Большевистская идеология отталкивается от неверия, как от своей важнейшей предпосылки. Для большевизма крайне важно иметь дело с предельно десакрализованной реальностью, так как такой реальностью можно, на первый взгляд, безгранично манипулировать и, более того, превратить ее в материал, легко поддающийся любым усилиям тотальных революционных действий. Если реальность профана, то неверие призвано быть следствием этого. Но проблема в том, что профанное никогда не бывает первоначальным человеческим опытом. Для того чтобы ощутить профанное как единственное «есть», нужна определённая активность в готовности перечеркнуть сакральное внутри своего Я неверием. Парадокс, однако, в том, что и само неверие ширится в сознании как длящаяся десакрализация. Таким образом, опыт профанного утверждает себя через отторжение и не удерживается сам в себе как в действии как-то иначе. Другими словами, профанное как утверждающий себя опыт нуждается в сакральном. В любой «профанации» различим отзвук отвержения сакрального, и тем самым содержится указание на него. И это лишает профанное самодостоверности. Получается замкнутый круг, из которого нет выхода к достоверному, другими словами, нет десакрализации как последовательного хода. Тем не менее, есть другая возможность: можно создать иллюзию отмены сакрального для человеческого Я и, тем самым, так вынести его за скобки, что для «пребывающего в скобках» всё, что за ними, становится особым образом закрытым.

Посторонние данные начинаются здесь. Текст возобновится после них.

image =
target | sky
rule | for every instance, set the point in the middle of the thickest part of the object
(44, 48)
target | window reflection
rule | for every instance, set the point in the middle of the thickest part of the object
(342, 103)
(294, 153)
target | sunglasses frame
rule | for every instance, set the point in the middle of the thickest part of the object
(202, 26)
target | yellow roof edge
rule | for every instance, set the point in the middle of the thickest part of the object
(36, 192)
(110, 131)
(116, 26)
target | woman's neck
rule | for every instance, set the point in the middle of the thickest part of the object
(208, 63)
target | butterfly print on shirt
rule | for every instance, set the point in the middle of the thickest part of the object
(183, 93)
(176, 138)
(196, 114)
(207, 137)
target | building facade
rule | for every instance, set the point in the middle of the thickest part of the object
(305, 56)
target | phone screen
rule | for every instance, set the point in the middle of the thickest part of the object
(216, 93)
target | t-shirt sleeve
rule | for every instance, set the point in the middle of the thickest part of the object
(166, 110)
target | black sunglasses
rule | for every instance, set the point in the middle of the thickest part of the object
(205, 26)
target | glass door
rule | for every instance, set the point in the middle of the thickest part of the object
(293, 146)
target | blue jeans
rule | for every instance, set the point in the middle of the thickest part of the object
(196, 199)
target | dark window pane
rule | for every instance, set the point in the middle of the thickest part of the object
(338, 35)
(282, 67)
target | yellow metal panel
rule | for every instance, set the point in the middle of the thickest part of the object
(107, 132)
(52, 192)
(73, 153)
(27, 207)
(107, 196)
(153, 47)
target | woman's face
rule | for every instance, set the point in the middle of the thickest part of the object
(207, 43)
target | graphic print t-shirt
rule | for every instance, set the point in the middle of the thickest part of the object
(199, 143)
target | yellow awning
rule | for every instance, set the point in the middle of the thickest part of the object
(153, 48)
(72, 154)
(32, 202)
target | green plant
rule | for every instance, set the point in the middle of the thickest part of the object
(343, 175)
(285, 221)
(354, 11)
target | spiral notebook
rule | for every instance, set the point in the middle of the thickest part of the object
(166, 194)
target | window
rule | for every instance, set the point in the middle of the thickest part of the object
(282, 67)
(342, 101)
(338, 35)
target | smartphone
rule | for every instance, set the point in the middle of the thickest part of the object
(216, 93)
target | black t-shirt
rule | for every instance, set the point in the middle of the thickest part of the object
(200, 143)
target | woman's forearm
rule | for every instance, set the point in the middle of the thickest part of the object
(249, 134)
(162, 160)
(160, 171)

Для этого и нужно богохульство.

Хотя десакрализация как последовательный, логический ход невозможна, для идеологии важно не это: идеология призвана дать нечто взамен отнимаемой свободной и соотнесённой с истиной жизни, перечёркиваемой индивидуальности; для идеологии совершенно неприемлемо экзистенциальное переживание укорененности в «пространстве иллюзии». Теперь иллюзия не просто входит в человеческое существование (в этом не было бы ничего чрезвычайного), но она указывает человеку на его место внутри этой иллюзии: иллюзия обретает устойчивость за счёт человеческого сознания, но и человеческое сознание обретает опыт «стояния в иллюзии». В данном случае, иллюзия, утверждаясь и охватывая всё больше человеческую экзистенцию, отменяет в ней все то, что не есть собственно экзистенция, человеческое «Я». Вернее сказать, не отменяет, а закрывает иллюзией: ставит непроницаемую преграду между «Я» сознающим и «Я» сознаваемым. То есть в фундаментальном суждении «Я есть Я» место «есть» отчасти занимает иллюзия. (В наиболее радикальном варианте это звучало бы как «Я есть иллюзия для Я»).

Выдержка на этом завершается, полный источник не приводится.